Why would the Klingons even want to put up with us?

They probably took one look and said, "Forget it! Too much dang trouble. Not worth the disruptor power." (or some such Klingon Shakespearean phrase ;))

Cheers,
-CM-
 
If they wanted to, they could have attacked earth already. Klingons are fearsome warrior and telling them to pissed off is not going to do. In fact, it would probably provoke them to attack.

Klingons need to die a good warrior death which means they have to use all their skills and weaponry available to either kill the enemies or die a glorious death in battle. Humans have always been technological backward compared to them before the 23 century, and furthermore, humans are physically incapable of taking on a any Klingons. What kind of glorious death could they achieve by fighting a primitive and weak cultures like earth? That's not how Klingons think. And, there was nothing of value to them on earth.

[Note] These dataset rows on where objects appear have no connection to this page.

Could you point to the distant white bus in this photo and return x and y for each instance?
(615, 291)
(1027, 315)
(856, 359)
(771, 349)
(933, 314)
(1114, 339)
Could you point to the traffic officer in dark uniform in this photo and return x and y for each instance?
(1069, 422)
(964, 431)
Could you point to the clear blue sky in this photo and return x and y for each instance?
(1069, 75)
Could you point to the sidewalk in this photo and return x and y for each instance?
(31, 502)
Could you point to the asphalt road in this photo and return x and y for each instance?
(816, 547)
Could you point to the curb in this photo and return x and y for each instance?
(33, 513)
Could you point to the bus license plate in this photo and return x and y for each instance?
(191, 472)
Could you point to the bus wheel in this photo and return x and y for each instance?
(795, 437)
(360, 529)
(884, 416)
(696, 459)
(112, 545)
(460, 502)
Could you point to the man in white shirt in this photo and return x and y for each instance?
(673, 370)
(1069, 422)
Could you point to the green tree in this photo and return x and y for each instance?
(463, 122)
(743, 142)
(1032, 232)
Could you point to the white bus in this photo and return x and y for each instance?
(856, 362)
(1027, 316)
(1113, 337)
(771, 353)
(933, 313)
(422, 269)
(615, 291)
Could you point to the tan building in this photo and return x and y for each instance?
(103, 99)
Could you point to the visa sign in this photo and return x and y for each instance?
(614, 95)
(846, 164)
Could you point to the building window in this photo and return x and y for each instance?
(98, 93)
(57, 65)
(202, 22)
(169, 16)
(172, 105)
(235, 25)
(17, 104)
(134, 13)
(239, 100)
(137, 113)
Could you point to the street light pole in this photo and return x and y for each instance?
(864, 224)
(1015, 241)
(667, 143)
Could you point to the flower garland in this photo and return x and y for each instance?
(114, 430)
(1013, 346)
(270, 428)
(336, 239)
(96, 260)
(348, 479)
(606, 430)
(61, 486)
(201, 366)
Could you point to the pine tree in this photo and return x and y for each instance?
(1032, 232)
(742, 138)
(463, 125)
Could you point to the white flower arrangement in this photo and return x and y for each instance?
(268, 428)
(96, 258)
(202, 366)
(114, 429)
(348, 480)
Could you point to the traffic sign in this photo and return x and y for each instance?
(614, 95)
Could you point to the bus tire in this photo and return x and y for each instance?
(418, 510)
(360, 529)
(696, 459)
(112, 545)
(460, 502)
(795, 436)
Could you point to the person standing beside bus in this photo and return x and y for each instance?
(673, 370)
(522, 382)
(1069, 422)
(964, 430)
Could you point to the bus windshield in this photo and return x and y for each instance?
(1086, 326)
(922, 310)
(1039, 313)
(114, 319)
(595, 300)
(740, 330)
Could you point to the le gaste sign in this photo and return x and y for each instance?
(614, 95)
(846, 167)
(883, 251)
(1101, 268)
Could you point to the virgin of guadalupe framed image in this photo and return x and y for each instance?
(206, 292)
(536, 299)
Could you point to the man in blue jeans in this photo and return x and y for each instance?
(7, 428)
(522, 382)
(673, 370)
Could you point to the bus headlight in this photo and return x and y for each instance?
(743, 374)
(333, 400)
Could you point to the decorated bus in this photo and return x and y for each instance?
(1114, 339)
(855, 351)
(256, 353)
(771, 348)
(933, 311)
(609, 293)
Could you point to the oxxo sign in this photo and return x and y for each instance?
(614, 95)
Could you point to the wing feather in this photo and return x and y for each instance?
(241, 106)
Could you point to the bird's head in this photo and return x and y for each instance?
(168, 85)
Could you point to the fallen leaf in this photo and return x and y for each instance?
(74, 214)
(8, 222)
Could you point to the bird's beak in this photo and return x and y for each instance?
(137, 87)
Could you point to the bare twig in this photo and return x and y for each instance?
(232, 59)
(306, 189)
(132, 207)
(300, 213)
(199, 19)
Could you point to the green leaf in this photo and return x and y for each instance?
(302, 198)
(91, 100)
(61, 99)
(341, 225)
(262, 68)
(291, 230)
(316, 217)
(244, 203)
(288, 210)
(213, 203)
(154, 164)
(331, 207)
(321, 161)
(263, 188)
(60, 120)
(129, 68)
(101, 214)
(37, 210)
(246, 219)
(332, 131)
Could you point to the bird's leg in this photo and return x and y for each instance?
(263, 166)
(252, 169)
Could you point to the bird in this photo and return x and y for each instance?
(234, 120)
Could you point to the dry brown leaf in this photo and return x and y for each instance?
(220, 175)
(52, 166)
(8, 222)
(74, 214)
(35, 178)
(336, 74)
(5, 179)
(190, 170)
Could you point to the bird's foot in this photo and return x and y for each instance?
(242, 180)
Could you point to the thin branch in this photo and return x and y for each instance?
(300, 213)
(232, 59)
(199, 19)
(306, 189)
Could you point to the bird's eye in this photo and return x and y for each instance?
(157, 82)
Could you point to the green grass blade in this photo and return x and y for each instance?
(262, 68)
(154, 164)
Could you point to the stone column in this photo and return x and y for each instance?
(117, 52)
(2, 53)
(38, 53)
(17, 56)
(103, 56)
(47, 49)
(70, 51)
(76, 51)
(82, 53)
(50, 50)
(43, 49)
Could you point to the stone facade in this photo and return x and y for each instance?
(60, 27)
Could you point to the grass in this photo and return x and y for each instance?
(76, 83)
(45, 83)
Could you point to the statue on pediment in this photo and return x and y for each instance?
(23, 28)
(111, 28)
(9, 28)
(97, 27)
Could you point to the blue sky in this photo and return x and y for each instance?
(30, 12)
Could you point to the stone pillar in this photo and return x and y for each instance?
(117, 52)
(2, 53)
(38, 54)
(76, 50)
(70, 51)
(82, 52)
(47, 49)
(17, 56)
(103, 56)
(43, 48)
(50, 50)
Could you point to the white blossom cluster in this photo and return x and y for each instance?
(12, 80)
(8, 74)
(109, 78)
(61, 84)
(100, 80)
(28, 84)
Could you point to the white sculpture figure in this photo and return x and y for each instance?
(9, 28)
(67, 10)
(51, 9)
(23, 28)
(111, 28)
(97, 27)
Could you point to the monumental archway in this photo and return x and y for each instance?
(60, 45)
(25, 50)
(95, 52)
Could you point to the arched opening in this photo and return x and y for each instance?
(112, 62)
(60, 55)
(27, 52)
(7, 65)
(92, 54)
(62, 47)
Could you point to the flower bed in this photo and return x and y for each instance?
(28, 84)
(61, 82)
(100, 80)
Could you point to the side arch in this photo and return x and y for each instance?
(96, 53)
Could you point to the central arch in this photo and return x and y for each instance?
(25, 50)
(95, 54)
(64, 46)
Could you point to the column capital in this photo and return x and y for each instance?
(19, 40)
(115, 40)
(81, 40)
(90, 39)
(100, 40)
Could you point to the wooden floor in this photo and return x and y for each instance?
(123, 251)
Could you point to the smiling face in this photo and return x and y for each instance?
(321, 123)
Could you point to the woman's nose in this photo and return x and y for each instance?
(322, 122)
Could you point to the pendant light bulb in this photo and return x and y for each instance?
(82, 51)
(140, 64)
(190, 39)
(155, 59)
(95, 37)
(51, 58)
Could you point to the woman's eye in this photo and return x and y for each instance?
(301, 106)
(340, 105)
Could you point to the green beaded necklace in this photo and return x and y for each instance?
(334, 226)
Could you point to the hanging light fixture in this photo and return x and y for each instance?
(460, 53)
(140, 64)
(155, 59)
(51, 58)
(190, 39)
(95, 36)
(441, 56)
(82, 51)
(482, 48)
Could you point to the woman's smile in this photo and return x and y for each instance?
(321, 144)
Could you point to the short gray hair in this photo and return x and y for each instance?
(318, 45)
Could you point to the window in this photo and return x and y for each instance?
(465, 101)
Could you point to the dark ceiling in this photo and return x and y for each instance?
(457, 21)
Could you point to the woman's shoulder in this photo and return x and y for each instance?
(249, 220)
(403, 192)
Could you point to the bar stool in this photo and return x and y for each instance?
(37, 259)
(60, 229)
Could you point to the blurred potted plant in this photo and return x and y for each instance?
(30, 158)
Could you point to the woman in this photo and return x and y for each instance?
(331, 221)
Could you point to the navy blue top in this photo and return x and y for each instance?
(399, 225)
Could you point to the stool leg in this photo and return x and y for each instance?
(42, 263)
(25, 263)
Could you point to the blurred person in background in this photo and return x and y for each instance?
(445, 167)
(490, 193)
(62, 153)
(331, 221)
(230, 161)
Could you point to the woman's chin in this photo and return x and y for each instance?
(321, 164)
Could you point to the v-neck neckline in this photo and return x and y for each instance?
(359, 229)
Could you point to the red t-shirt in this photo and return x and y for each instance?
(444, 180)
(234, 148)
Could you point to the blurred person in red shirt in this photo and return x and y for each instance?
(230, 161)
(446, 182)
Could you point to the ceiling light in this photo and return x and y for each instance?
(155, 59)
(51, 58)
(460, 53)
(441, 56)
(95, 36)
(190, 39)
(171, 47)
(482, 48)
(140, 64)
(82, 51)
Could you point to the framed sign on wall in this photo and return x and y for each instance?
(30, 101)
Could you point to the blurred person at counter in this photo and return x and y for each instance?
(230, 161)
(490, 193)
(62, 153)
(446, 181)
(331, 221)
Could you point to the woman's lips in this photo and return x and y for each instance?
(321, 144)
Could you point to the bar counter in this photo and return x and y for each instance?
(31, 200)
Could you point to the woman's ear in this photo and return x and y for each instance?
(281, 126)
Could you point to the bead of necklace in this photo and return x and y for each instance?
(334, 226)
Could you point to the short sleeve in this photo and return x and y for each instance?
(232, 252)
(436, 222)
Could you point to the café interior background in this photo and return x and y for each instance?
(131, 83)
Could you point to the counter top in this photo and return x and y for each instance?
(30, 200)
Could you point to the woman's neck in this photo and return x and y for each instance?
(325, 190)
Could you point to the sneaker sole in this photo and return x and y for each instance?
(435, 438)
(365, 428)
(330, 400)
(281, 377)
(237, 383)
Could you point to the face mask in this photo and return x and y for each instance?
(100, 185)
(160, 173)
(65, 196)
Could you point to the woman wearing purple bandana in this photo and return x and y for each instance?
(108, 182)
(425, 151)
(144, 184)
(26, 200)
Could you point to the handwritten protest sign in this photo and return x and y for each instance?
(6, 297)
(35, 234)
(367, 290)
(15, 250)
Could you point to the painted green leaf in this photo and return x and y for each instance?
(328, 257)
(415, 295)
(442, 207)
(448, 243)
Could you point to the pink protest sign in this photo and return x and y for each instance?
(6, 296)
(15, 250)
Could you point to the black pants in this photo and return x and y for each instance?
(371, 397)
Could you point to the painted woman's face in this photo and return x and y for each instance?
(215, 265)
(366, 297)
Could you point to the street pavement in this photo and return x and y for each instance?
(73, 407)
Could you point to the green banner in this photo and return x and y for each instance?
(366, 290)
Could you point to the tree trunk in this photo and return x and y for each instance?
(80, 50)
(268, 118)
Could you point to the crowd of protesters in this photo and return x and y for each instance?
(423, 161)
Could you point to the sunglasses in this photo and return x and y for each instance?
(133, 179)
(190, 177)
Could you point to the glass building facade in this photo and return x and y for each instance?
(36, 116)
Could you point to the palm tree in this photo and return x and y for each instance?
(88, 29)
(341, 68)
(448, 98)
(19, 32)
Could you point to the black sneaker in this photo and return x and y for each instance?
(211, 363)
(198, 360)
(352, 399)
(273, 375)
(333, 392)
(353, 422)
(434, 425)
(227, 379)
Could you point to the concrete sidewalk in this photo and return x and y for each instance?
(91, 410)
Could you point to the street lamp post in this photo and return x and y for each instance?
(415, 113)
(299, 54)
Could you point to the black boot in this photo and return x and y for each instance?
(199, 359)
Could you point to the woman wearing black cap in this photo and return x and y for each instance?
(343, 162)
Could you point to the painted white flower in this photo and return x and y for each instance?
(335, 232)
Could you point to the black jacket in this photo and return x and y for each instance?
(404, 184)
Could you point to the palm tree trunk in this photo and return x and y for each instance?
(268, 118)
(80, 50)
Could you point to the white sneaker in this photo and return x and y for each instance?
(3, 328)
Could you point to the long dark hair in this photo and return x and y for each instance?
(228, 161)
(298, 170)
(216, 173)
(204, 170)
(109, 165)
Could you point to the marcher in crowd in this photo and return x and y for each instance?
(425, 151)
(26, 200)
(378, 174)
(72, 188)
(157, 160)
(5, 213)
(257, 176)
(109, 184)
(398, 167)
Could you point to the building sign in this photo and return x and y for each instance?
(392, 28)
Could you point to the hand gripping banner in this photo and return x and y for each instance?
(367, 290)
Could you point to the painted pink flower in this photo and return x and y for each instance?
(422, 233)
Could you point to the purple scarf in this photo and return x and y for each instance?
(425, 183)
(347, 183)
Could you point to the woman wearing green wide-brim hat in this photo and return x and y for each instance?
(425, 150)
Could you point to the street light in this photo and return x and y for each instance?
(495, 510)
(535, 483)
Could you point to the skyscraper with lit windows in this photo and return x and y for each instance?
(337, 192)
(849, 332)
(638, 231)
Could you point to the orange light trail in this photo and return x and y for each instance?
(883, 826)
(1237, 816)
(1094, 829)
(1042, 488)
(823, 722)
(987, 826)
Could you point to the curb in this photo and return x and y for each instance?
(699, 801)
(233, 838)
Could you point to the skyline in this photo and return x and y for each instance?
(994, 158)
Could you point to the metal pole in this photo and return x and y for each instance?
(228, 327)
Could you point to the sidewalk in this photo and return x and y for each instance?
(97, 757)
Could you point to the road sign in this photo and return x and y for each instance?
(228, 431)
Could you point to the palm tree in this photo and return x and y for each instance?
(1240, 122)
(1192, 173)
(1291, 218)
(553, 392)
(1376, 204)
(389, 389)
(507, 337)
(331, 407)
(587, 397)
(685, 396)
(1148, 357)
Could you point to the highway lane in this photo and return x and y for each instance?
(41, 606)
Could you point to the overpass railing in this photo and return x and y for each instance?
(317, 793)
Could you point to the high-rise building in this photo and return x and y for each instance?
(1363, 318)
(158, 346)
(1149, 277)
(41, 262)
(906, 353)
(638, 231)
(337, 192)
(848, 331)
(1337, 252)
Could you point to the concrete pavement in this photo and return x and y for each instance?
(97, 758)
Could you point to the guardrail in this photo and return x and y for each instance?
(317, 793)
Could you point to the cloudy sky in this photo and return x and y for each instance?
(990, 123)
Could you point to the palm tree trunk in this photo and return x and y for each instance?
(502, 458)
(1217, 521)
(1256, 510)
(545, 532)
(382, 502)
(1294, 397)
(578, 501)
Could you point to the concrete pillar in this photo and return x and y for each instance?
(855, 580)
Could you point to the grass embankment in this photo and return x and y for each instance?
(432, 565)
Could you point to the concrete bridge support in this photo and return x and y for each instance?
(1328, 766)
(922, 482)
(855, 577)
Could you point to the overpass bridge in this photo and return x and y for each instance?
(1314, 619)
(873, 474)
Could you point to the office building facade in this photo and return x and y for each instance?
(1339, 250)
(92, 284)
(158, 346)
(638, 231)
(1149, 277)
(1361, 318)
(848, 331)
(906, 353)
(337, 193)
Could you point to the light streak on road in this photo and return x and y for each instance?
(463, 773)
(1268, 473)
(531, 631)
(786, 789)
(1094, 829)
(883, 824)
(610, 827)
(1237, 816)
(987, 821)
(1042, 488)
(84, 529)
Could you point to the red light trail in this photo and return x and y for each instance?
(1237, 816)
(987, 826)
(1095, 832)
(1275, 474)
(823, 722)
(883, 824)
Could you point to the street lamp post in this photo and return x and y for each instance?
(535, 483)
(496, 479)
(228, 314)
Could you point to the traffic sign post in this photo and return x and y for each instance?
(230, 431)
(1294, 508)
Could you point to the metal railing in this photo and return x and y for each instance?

If a glorious ground battle is what they wanted Earth would be perfect. Early 21st century Earth for example has no space military at all, but has large armies excelling in ground warfare, in fact they should do much better in a pure ground engagement than any ground force ever portrayed in ST. So if they rabidly wanted glorious ground action taking over earth would be just the ticket.

Incidentally the fact that ST ground forces appear highly inferior to real armies today may be an indication of the pointlessness of highly specialised, powerful ground forces in a future where orbital bombardment is easy and devastating. Sure a few squads of present day USMC could have held that chokepoint on AR-558 laughably easily against the Jem Hadar assault as shown, or if they were on Ajilon Prime that colony would never have been threatened... but most ST ground combat is unlikely to end up like that. Large specialised armies moving about on the ground with lots of specialised war equipment are going to be bait for orbiting starships pounding them with phaser fire or torpedoes from orbit. The heavier torpedoes at their max yield are more powerful than Tsar Bombas too.

Lack of a glorious battle couldn't be the reason for not invading earth.